Originally posted by Willisfn4life:Originally posted by Hoovtrain:Originally posted by NinerGM:What in the sam hell?
After three games, the 49ers' top pass rusher, Ahmad Brooks, has no sacks. Their second-best pass rusher, Aaron Lynch, has one sack. One of the problems is that the outside linebackers have more coverage duties than they did in Vic Fangio's defense. That is, they're not always rushing the passer.
Sometimes they even are being asked to cover slot receivers one on one, which Brooks had to do against Larry Fitzgerald in the first quarter. Obvious result: 14-yard gain by Fitzgerald and a Cardinals first down. On those plays, the 49ers typically bring an odd blitzer -- a safety or a cornerback. The problem the last two games is that those blitzers aren't getting to the quarterback before he sees the mismatch. To their credit the 49ers did less of this in the second half Sunday.

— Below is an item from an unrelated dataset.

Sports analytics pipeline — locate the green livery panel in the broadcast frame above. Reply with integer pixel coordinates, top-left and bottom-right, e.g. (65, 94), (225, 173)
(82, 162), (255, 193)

Brooks was credited with one quarterback hit.
Read more here: http://www.sacbee.com/sports/nfl/san-francisco-49ers/article36920220.html#storylink=cpy
just further evidence that this guy is trying to be too cute with his schemes. this is freaking ridiculous. i am not a football mind by any means, but i literally have no idea what this guy is doing with this defense. you are blitzing your safeties and/or putting them up close to the line, further leaving the secondary exposed.....while having your 2 best pass rushers dropping into coverage and guarding slot guys. no wonder this guy gets canned everywhere he goes.
Can we just get away from the "cute" stuff and get back to football 101. That stuffed worked week one against a young qb but big Ben and Palmer tore right through this Mangini scheme. How about we play our safeties back and send our best two pass rushers after the qb. Like I said basic football 101. Mangini is starting to feel like the Greg Roman of defense.
It's true Mangini is using the OLBs to drop back in coverage more than Fangio, but it's not by much on per-snap basis.
The problem is how he does it. He's sometimes trotting out base defense when teams go 3 or 4 wide instead of matching up with his Nickel or Dime defense. This often results in the linebackers at a severe disadvantage in coverage.
From what I can tell in 3 games, Mangini's defense seems genius in a perfect world where the chalk board rules, and every player executes his responsibility perfectly without fail. Football doesn't work that way. It's not a computer program, it's human beings running around in a chaotic environment. What happened to playing to players strengths, and putting them in positions to succeed?
Mangini is doing a terrible job IMO.